Generative Adversarial Network Training is a Continual Learning Problem
Kevin J Liang, Chunyuan Li, Guoyin Wang, Lawrence Carin
TL;DR
Generative Adversarial Networks (GANs) exhibit unstable training such as mode collapse and oscillations, in part due to catastrophic forgetting by the discriminator as the generator's distribution evolves. The authors frame GAN training as a continual learning problem and augment the discriminator with memory-based regularizers inspired by elastic weight consolidation and intelligent synapses, implemented in an online, resource-efficient manner to yield EWC-GAN and IS-GAN. Across toy and real datasets (eight Gaussians, CelebA, CIFAR-10, and COCO Captions), these methods improve generation quality (FID/ICP, BLEU) with minimal computational overhead and no need for additional networks.

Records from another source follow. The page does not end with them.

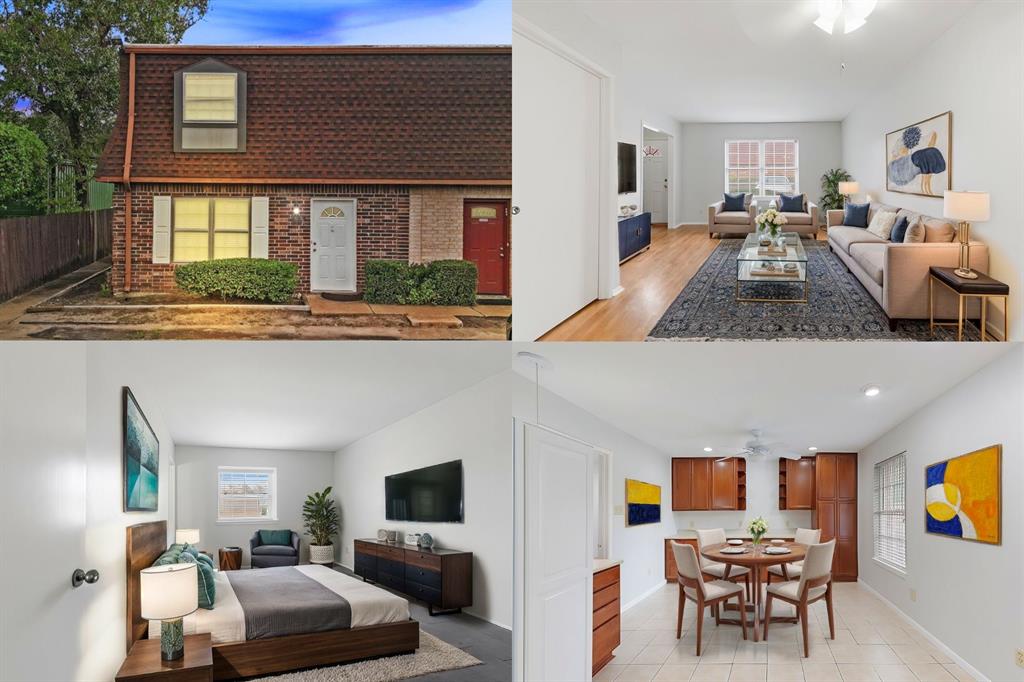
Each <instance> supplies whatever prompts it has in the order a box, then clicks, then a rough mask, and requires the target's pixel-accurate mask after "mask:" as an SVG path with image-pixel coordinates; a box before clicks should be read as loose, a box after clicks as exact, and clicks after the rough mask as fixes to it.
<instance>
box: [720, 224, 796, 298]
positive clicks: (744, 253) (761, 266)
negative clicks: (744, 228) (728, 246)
mask: <svg viewBox="0 0 1024 682" xmlns="http://www.w3.org/2000/svg"><path fill="white" fill-rule="evenodd" d="M782 237H783V238H784V240H785V251H784V253H783V252H782V251H781V250H779V251H775V250H771V251H768V250H765V249H764V248H762V247H760V246H759V245H758V235H757V233H751V235H748V236H746V239H745V240H743V246H742V247H740V249H739V255H738V256H736V301H738V302H741V303H807V287H808V282H807V252H806V251H805V250H804V245H803V244H802V243H801V241H800V235H798V233H797V232H782ZM755 284H756V285H758V288H761V287H763V286H765V285H794V284H799V285H803V287H802V289H803V296H802V297H801V298H765V297H758V296H741V295H740V288H741V287H743V285H748V287H746V288H748V289H750V288H751V287H750V286H749V285H755Z"/></svg>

This work positions GANs as a realistic continual learning benchmark and demonstrates that memory-aware discrimination can stabilize training and enhance performance.
Abstract
Generative Adversarial Networks (GANs) have proven to be a powerful framework for learning to draw samples from complex distributions. However, GANs are also notoriously difficult to train, with mode collapse and oscillations a common problem. We hypothesize that this is at least in part due to the evolution of the generator distribution and the catastrophic forgetting tendency of neural networks, which leads to the discriminator losing the ability to remember synthesized samples from previous instantiations of the generator. Recognizing this, our contributions are twofold. First, we show that GAN training makes for a more interesting and realistic benchmark for continual learning methods evaluation than some of the more canonical datasets. Second, we propose leveraging continual learning techniques to augment the discriminator, preserving its ability to recognize previous generator samples. We show that the resulting methods add only a light amount of computation, involve minimal changes to the model, and result in better overall performance on the examined image and text generation tasks.